Let me check: a warp is analogous to an ISPC gang, since the threads in each warp are executed in SIMD lockstep by the 32 ALUs in a single core. A block is an abstraction to make it convenient for the programmer, containing a set of threads which may share data, and the hardware can break down a block into multiple warps so that they can be executed concurrently for latency hiding.

ISPC uniform values are analogous to CUDA per-block shared memory values. However, because instances in an ISPC gang are guaranteed to execute in lockstep (unlike threads in a CUDA block), race conditions can more easily occur when updating shared memory in CUDA, and the use of barriers can help prevent this.

idl

@benchoi @kayvonf are the threads in each warp necessarily executed in SIMD lockstep by the ALUs? I was under the impression that yes they are executed concurrently, but not necessarily in lockstep.

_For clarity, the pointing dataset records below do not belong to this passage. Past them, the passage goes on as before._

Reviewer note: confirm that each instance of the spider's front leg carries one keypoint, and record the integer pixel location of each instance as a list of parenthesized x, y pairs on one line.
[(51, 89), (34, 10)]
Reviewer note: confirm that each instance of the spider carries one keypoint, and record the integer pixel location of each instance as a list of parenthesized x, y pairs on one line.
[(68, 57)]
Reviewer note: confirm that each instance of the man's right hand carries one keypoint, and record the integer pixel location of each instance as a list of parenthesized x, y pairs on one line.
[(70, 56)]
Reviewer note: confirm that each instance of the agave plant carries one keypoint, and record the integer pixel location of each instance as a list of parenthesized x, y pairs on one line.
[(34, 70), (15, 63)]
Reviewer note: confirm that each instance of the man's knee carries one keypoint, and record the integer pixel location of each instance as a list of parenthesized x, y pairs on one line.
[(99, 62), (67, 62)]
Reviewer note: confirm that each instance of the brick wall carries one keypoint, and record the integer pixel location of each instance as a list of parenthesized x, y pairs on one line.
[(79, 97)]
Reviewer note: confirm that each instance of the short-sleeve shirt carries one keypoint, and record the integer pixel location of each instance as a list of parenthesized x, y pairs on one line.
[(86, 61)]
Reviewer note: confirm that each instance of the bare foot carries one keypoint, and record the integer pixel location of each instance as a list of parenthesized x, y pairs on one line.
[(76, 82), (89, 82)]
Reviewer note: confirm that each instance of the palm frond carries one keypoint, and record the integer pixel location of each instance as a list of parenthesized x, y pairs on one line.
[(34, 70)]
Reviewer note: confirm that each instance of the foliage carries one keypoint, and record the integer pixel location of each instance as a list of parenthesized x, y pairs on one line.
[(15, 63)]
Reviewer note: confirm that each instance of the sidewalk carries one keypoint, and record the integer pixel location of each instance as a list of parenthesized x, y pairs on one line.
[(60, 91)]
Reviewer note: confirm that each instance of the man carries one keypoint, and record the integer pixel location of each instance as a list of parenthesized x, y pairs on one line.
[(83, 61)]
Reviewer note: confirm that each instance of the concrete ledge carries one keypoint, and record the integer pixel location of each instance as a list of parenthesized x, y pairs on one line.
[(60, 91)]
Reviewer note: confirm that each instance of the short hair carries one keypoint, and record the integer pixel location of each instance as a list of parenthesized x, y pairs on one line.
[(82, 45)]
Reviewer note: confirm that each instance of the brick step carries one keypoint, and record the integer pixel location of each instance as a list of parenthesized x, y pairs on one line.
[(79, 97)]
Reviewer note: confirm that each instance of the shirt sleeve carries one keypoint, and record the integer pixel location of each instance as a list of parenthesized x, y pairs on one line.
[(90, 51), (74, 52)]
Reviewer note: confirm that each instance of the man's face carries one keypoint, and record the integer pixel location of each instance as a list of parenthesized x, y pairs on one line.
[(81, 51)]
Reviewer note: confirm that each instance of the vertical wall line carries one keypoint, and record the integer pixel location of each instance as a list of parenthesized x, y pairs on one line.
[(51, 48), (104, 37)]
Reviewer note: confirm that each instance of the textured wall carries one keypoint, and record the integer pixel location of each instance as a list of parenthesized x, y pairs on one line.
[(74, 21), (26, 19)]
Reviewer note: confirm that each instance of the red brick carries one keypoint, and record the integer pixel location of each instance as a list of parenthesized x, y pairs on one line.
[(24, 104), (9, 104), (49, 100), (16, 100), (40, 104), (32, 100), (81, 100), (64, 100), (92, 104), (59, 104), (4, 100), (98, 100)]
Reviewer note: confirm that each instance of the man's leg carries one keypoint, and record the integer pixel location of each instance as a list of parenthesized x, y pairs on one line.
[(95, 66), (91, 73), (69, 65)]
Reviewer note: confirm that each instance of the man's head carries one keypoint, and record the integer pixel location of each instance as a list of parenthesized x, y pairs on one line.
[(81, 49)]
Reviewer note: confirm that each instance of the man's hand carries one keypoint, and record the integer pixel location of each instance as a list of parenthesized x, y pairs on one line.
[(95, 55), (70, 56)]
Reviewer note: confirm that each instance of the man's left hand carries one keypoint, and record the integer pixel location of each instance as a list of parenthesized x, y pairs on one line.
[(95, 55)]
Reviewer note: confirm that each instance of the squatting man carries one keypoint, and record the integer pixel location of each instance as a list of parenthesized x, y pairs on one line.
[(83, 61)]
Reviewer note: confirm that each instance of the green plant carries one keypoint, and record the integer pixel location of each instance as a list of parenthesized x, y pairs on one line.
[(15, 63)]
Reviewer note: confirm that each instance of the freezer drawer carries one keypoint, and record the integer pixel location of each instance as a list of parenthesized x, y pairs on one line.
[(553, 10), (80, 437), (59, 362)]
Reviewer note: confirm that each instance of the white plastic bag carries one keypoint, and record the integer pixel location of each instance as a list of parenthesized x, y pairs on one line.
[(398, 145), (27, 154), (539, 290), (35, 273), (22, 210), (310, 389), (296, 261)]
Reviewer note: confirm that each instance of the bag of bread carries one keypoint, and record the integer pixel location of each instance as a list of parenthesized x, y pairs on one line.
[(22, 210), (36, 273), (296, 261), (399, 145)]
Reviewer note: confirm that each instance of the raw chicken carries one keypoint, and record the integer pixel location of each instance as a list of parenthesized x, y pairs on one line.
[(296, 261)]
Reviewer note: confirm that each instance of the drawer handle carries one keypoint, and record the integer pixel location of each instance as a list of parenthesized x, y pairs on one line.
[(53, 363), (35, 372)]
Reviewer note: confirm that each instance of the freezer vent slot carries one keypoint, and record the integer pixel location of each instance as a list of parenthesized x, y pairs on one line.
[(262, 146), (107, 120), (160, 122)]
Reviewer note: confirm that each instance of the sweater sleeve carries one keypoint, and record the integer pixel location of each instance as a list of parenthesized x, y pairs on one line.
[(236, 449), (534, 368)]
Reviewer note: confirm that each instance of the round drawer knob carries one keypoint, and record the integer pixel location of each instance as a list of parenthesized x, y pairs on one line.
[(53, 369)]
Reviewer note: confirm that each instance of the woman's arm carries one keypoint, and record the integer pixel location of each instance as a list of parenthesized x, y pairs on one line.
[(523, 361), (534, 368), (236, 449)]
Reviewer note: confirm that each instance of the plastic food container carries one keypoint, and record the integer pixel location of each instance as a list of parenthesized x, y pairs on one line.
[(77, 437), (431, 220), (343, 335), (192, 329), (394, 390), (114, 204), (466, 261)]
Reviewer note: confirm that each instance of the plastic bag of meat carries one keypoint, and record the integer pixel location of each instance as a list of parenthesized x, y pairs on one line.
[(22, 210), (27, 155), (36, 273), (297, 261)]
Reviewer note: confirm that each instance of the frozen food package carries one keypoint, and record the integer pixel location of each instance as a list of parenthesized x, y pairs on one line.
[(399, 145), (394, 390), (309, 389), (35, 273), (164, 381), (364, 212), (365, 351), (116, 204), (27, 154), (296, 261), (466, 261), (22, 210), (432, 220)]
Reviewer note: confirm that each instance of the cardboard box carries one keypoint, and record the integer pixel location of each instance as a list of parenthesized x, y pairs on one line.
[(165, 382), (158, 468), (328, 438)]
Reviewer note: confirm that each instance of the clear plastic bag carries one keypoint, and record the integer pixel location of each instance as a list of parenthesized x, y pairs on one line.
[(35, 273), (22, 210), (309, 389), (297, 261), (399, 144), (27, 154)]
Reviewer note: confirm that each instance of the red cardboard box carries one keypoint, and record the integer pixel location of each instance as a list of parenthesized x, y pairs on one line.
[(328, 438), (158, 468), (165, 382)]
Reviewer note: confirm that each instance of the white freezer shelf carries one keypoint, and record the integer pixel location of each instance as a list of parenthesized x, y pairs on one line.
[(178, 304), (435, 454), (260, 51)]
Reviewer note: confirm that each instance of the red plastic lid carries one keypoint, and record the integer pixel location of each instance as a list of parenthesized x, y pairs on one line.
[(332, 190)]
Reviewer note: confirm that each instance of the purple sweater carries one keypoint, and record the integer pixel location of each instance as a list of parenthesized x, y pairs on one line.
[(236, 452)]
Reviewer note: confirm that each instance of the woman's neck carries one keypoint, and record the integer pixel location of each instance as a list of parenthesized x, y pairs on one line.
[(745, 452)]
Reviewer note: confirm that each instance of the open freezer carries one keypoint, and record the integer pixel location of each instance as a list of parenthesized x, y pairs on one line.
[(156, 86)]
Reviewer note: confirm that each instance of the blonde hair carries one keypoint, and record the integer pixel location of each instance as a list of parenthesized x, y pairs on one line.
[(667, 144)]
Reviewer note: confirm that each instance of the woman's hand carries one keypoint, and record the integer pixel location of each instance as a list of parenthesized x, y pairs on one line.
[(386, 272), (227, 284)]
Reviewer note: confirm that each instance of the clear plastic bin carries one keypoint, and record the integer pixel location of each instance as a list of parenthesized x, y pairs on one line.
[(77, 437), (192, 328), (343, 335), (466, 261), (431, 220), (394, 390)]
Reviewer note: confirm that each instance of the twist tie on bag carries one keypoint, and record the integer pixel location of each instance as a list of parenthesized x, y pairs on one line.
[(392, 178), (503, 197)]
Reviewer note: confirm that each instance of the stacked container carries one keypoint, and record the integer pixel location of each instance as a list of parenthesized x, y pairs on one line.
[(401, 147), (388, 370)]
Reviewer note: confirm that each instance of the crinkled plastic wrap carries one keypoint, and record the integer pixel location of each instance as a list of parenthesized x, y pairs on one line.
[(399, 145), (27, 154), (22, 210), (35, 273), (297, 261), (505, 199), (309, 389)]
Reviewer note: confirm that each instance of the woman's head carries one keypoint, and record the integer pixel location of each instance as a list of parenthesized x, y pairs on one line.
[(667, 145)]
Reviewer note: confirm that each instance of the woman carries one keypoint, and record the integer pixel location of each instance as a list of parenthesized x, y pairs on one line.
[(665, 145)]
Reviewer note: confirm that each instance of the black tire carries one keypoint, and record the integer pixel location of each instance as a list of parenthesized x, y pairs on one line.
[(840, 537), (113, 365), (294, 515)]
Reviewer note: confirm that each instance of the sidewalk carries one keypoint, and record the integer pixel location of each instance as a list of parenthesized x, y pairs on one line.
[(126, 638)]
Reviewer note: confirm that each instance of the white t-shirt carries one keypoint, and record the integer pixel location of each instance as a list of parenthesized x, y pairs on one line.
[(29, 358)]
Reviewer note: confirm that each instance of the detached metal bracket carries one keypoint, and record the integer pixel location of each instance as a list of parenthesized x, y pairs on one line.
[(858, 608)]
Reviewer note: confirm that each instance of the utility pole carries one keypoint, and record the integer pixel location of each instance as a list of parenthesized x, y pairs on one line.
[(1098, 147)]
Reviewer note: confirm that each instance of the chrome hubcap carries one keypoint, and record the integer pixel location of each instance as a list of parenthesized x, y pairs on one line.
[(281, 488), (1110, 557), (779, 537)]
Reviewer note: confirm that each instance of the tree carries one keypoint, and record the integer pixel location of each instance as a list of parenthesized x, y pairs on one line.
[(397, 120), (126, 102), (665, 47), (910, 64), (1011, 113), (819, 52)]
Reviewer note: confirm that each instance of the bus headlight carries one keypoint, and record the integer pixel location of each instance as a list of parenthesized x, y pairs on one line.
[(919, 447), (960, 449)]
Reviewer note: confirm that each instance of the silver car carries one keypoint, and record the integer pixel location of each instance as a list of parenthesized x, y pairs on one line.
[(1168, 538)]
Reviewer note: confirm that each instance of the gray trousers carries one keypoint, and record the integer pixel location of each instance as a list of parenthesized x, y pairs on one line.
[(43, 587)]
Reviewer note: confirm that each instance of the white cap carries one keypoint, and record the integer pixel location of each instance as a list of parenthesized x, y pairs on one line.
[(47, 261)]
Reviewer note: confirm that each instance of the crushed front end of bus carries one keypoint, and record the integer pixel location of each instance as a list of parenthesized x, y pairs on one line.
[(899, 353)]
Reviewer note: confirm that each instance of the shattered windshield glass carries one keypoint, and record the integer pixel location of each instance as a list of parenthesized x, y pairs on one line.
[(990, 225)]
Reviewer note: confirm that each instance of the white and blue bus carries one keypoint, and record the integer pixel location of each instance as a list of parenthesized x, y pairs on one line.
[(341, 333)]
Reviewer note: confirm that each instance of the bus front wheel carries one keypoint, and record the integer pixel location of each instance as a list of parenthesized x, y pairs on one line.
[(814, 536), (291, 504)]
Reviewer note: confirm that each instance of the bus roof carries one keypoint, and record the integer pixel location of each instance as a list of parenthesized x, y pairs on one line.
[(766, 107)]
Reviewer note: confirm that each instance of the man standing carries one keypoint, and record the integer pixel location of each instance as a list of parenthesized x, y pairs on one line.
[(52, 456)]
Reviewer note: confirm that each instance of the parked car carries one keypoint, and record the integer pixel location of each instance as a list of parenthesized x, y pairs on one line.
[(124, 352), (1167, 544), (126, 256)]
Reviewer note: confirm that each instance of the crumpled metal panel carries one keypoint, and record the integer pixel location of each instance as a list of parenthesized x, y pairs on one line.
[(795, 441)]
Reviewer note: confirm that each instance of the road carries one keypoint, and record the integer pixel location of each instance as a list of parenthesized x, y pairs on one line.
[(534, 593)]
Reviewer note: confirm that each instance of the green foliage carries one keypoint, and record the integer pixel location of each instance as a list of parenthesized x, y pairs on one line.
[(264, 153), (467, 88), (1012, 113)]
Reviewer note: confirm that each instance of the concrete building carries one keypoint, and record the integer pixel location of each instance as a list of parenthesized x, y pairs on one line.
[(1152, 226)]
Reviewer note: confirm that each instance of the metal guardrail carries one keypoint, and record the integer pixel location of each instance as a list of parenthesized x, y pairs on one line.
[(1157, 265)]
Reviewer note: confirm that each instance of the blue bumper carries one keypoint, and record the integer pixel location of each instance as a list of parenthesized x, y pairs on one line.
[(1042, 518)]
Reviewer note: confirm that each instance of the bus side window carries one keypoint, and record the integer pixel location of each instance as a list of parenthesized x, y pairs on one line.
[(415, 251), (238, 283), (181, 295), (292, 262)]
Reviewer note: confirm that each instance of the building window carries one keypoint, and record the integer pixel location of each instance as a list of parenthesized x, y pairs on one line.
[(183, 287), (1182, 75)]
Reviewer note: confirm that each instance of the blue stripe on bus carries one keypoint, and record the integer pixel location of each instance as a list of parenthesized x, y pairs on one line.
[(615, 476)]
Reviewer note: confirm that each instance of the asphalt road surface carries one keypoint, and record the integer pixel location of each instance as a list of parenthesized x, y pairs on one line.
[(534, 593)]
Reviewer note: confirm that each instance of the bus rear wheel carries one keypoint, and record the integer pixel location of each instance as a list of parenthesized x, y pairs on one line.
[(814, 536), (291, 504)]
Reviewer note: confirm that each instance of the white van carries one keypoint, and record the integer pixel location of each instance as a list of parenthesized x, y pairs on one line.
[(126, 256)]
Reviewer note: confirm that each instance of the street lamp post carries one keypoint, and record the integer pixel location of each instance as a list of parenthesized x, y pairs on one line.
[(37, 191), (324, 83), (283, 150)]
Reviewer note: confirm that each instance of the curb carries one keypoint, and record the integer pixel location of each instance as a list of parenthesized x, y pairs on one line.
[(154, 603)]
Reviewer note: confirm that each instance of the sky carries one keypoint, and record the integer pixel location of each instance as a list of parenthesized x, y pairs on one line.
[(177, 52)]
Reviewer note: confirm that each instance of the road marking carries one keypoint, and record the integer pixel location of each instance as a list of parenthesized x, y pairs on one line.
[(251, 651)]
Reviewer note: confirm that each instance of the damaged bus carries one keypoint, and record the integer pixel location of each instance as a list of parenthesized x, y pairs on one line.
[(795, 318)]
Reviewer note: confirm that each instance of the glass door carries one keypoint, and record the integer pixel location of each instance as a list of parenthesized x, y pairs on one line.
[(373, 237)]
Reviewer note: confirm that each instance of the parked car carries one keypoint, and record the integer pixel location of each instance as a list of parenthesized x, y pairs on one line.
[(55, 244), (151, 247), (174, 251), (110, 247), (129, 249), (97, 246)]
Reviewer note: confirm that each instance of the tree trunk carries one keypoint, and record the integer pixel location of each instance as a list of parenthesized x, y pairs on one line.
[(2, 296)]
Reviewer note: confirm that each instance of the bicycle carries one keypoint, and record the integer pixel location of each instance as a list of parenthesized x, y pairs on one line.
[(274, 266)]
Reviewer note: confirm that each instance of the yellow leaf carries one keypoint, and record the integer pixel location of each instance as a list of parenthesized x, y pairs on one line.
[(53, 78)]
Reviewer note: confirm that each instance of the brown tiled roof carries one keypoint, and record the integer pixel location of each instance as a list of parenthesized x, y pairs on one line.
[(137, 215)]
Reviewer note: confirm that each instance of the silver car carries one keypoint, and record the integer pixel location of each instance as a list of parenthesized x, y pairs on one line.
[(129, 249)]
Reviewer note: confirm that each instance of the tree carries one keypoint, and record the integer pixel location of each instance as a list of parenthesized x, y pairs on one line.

EDIT: Oops I misunderstood, nevermind!

shabnam

Can someone explain "SPMD fashion by multiple CUDA threads ".

arjunh

@shabnam: I guess you could draw an analogy between CUDA and ISPC to understand this phrase; in ISPC, we essentially ran a program on a set of data elements in parallel using program instances. This is essentially the notion of SPMD (single program, multiple data).

You can draw a similar picture with CUDA threads and kernels; when a kernel is launched, a bunch of CUDA threads are created; each CUDA thread executes a kernel function.